SUSTAINING COMPANY CULTURE
Wednesday 25 November 2020
A recent HBR article explained that the lack of social interactions can make an organisation’s corporate culture feel cold and distant, turning it into a liability if left neglected. Here’s how to keep that culture alive by making it a leadership priority
1 Enhance freedom of expression
David Kessler, a grief expert, said in a recent interview that everyone in the workplace is currently experiencing grief. “The loss of normalcy; the fear of economic toll; the loss of connection… We are not used to this kind of collective grief in the air.”
Uncertainty triggers different feelings amongst team members. It is essential to give employees the freedom to express emotions while balancing home and work life. An understanding leader promotes stronger collaboration, less stress, and greater morale for a more unified company culture.

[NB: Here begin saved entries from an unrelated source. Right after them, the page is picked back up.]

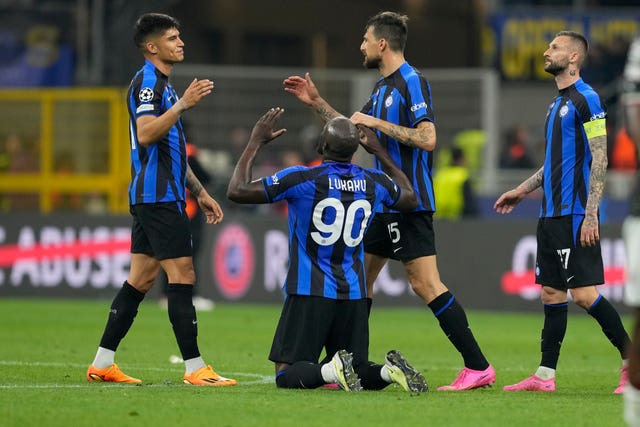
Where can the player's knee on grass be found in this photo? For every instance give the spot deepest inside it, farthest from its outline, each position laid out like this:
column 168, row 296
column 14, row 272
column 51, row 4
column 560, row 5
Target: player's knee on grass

2 Create a sense of community
As people are accustomed to working together, there can be many different reactions to the new environment. Some members quickly adapt, while others do not. It’s crucial to re-evaluate everyone’s needs and prioritise inclusivity, according to a McKinsey study. Consider how you introduce someone new to the team, share company communications, or recognise and award top performers. Your approach will help reinforce the company’s culture.
3 Refresh communication methods
Communication is key to ensuring that remote workers do not feel disconnected or isolated. Jonathan Steiman, the founder of Peak Support, suggests using the following four strategies: first, leverage technology tools to establish viable communication channels .Second, managers check in one-on-one with members whenever possible. Third, leaders should welcome feedback by maintaining a virtual open door. And fourth, managers ought to meet all new hires to establish a connection.
4 The role of a leader
Corporate culture will remain dormant if leaders do not demonstrate their commitment to the company and their teams by accommodating employees. Start reigniting core values by talking about what the company stands for and how everyone drives those goals.
Cultures that align with the vision, purpose, and goals of an organisation do not have to disappear as teams move remotely. There is an opportunity to be a part of an evolving workforce, but there needs to be intention to make that happen.